Wednesday 27 March 2013, 7pm
Meeting at Banner Repeater
Reading extract from Counter Intelligence
Counter Intelligence is a catalogue of self-published and autonomous print creations from the hands-on exhibition of zines, comics, pamphlets and other self-produced print at the 121 Centre, Brixton in 1995 organised by Jason Skeet & Mark Pawson.
Reviews 250 titles, plus short essays looking at specifics of autonomous self-publishing as well as placing this activity in a wider context; Autonomy, Dialectics of desk-top-publishing, Cultural Noise, Appropriate Scale Publishing, Price No Object/ Priceless Objects, Postal Pleasure, Refusing regularity, A Zinester Rants, The Free Information Network, E-zinesand computer bulletin boards, Autobio Comix, and a Non-exhaustive resources section.
The COUNTER INTELLIGENCE exhibition was also shown at Gavin Brown’s enterprise in New York and included in Hans-Ulrich Obrist’s 1996 live-life/life-live project. A vital doccument of its time.

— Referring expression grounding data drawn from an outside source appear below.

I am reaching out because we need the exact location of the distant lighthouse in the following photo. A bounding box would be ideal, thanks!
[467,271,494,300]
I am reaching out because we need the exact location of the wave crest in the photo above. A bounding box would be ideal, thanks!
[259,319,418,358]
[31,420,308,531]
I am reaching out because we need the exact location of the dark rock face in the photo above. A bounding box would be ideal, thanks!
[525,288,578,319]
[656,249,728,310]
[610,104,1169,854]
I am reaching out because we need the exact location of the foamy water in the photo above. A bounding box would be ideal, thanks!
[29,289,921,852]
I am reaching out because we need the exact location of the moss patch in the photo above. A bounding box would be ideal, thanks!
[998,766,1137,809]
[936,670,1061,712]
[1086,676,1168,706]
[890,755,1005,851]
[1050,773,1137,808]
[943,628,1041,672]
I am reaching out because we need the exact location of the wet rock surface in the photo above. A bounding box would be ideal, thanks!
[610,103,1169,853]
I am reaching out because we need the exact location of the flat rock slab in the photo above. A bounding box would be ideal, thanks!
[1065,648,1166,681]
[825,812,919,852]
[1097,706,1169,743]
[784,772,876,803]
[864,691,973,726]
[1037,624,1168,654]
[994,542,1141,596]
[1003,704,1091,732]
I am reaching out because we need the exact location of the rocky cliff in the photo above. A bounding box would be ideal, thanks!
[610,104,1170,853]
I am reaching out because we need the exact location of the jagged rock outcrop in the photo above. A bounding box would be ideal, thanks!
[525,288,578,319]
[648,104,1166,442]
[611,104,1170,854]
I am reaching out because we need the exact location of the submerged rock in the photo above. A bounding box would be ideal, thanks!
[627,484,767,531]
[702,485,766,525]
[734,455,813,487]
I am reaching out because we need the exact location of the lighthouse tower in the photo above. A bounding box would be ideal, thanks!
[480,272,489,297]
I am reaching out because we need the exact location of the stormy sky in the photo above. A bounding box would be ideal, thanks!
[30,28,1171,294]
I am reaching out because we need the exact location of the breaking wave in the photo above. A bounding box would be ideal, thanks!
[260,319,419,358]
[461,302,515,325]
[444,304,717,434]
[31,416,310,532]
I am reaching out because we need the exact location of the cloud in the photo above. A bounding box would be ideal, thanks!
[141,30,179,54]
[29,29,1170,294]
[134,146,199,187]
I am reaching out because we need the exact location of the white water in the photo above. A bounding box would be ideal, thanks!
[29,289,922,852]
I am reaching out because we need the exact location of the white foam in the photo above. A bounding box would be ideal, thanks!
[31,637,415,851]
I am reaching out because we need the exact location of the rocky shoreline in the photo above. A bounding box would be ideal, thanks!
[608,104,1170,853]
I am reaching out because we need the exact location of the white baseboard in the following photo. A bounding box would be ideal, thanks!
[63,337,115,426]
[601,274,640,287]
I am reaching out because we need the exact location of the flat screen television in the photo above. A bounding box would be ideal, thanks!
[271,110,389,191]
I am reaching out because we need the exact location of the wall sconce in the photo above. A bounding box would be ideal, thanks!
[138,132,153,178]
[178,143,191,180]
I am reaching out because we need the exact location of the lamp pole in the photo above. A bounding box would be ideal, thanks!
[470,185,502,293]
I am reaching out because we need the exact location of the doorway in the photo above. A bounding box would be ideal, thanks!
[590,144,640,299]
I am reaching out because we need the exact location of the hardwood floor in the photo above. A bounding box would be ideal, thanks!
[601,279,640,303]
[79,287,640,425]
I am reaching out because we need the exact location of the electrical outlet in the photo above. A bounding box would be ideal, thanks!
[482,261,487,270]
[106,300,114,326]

We will be reading an 8 page extract reprinted by Mark Pawson for the Reading Group. Pick up a copy from Banner Repeater and X Marks the Bökship.
Size A4 / 28 pages
Artists’ Magazines, An Alternative Place for Art
By Gwen Allen
Published by MIT Press, 2011
Wednesday 13 March 7 – 9pm at X Marks the Bokship
Reading Chapter 7: Artists’ Magazines in the 80s.
Magazine publishing is an exercise in ephemerality and transience; each issue goes out in the world only to be rendered obsolete by the next. To publish a magazine is to enter into a heightened relationship with the present moment. During the 1960s and 1970s, magazines became an important new site of artistic practice, functioning as an alternative exhibition space for the dematerialized practices of conceptual art. Artists created works expressly for these mass-produced, hand-editioned pages, using the ephemerality and the materiality of the magazine to challenge the conventions of both artistic medium and gallery. In Artists’ Magazines, Gwen Allen looks at the most important of these magazines in their heyday (the 1960s to the 1980s) and compiles a comprehensive, illustrated directory of hundreds of others.
Among the magazines Allen examines are Aspen (1965–1971), a multimedia magazine in a box—issues included Super-8 films, flexi-disc records, critical writings, artists’ postage stamps, and collectible chapbooks; Avalanche (1970-1976), which expressed the countercultural character of the emerging SoHo art community through its interviews and artist-designed contributions; Art-Rite (1973-1978), an irreverent zine with a disposable, newsprint format; Real Life (1979-1994), published by Thomas Lawson and Susan Morgan as a forum for the Pictures generation; 0 to 9 (1967–1969), a mimeographed poetry magazine founded by Vito Acconci and Bernadette Meyer; FILE (1972–1989), founded by the Canadian collective General Idea, its cover design a sly parody of Life magazine; and Interfunktionen (1968–1975), founded to protest the conservative curatorial strategies of Documenta. These and the other magazines Allen examines expressed their differences from mainstream media in both form and content: they cast their homemade, DIY quality against the slickness of an Artforum, and they created work that defied the formalist orthodoxy of the day. (A work by John Baldessari from the late 1960s shows a photograph of Artforum, captioned “THIS IS NOT TO BE LOOKED AT.”) Artists’ Magazines, featuring abundant color illustrations of magazine covers and content, offers an essential guide to a little-explored medium.